The way that view queries are processed may be "unexpected" by some, and this is one reason that using "views" in MySQL can lead to performance problems, as compared to the way view queries are processed by other relational databases.
Improving performance of the view query with a suitable covering index
Given your view definition and your query, about the best you are going to get would be a "Using index" access method for the view query. To get that, you'd need a covering index, e.g.
... ON highscores (player, happened_in, score).
That's likely to be the most beneficial index (performance wise) for your existing view definition and your existing query. The player column is the leading column because you have an equality predicate on that column in the view query. The happened_in column is next, because you've got a GROUP BY operation on that column, and MySQL is going to be able to use this index to optimize the GROUP BY operation. We also include the score column, because that is the only other column referenced in your query. That makes the index a "covering" index, because MySQL can satisfy that query directly from index pages, without a need to visit any pages in the underlying table.
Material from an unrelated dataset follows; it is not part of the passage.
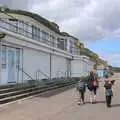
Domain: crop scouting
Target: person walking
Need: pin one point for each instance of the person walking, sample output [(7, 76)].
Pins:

And that's as good as we're going to get out of that query plan: "Using index" with no "Using filesort".
Compare performance to standalone query with no derived table
You could compare the execution plan for your query against the view vs. an equivalent standalone query:
SELECT player
, MAX(score) AS highest_score
, happened_in
FROM highscores
WHERE player = 24
AND happened_in = 2006
GROUP
BY player
, happened_in
The standalone query can also make use of a covering index e.g.
... ON highscores (player, happened_in, score)
but without a need to materialize an intermediate MyISAM table.
I am not sure that any of the previous provides a direct answer to the question you were asking.
Q: How do I get MySQL to use an INDEX for view query?
A: Define a suitable INDEX that the view query can use.
The short answer is provide a "covering index" (index includes all columns referenced in the view query). The leading columns in that index should be the columns that are referenced with equality predicates (in your case, the column player would be a leading column because you have a player = 24 predicate in the query. Also, the columns referenced in the GROUP BY should be leading columns in the index, which allows MySQL to optimize the GROUP BY operation, by making use of the index rather than using a sort operation.
The key point here is that the view query is basically a standalone query; the results from that query get stored in an intermediate "derived" table (a MyISAM table that gets created when a query against the view gets run.
Using views in MySQL is not necessarily a "bad idea", but I would strongly caution those who choose to use views within MySQL to be AWARE of how MySQL processes queries that reference those views. And the way MySQL processes view queries differs (significantly) from the way view queries are handled by other databases (e.g. Oracle, SQL Server).
Creating the composite index with player + happened_in (in this particular order) columns is the best you can do in this case.
PS: don't test mysql optimizer behaviour on such small amount of rows, because it's likely to prefer fullscan over indexes. If you want to see what will happen in real life - fill it with real life-alike amount of data.
This doesn't directly answer the question, but it is a directly related workaround for others running into this issue. This achieves the same benefits of using a view, while minimizing the disadvantages.
I setup a PHP function to which I can send parameters, things to push into the inside to maximize index usage, rather than using them in a join or where clause outside a view. In the function you can formulate the SQL syntax for a derived table, and return that syntax. Then in the calling program, you can do something like this:
$table = tablesyntax(parameters);
select field1, field2 from {$table} as x... + other SQL
Thus you get the encapsulation benefits of the view, the ability to call it as if it is a view, but not the index limitations.